老人停下脚步,背对着林皓,肩膀剧烈耸动,似乎在压抑极大的恐惧。过了好一会儿,他才慢慢转过身,眼神变得更加浑浊和诡异,直勾勾地看着林皓,嘴角咧开一个古怪的笑容:“离开?嘿嘿……进了死村,还想离开?雾一起,神仙也找不到路……除非……除非龙王爷点头……”
他神神叨叨地说着,突然又凑近门缝,压低了声音,像是分享一个天大的秘密:“想活命……得等……等雾散的时候,看太阳照在哪个坟头的石头上……影子指的方向……就是生路……但是……但是得用血祭……活人的血……喂饱了井里的东西……龙王爷才肯放行……”

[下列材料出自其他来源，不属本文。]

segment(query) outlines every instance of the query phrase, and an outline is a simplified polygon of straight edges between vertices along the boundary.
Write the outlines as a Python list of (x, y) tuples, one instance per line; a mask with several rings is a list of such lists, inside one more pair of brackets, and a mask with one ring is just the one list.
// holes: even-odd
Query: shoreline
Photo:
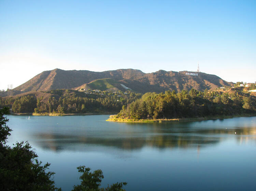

血祭?林皓的心沉了下去。这老人果然疯得厉害。他的话真假难辨,但关于雾散看影子辨方向的说法,似乎暗合某种原始的野外求生技巧,或许有几分道理?至于血祭,显然是疯话。
“什么时候雾会散?”林皓追问。
“快了……快了……”老人抬头看了看灰蒙蒙的天,喃喃道,“龙王爷打喷嚏了……雨要来了……雨一下,雾就散了……但雨停了,雾还会起来……你们时间不多……”
雨?林皓也感觉到空气愈发潮湿沉闷,确实像要下雨。如果下雨能驱散这该死的浓雾,确实是他们突围的机会。
就在这时,村落远处,隐约传来了几声犬吠!虽然遥远,但在这寂静中格外清晰!
追兵!他们搜到附近了!
老人的脸色也变了,他惊恐地望向犬吠的方向,哆嗦着说:“狗……吃人的狗来了!他们也在找……找地下的东西!不能让他们找到我!不能!”
他像是受惊的兔子,不再理会林皓,拄着木棍,跌跌撞撞地冲向村落深处,很快消失在浓雾和废墟之中。
林皓看着老人消失的方向,心情复杂。这个突然出现的“守村人”,带来了混乱、诡异的信息,但也透露了关键的点:雾散可能有路,追兵已近在咫尺。
他退回屋内,迅速堵好门。犬吠声似乎没有继续靠近,但威胁并未解除。
他看了一眼依旧昏迷的阿坤,又摸了摸怀里那几张关乎“蓬莱”的纸张。
雨,快来吧。
在追兵的猎犬找到这间土房之前。
在“蓬莱”的倒计时归零之前。
他们需要这场雨,需要雾散,需要那一线渺茫的生机。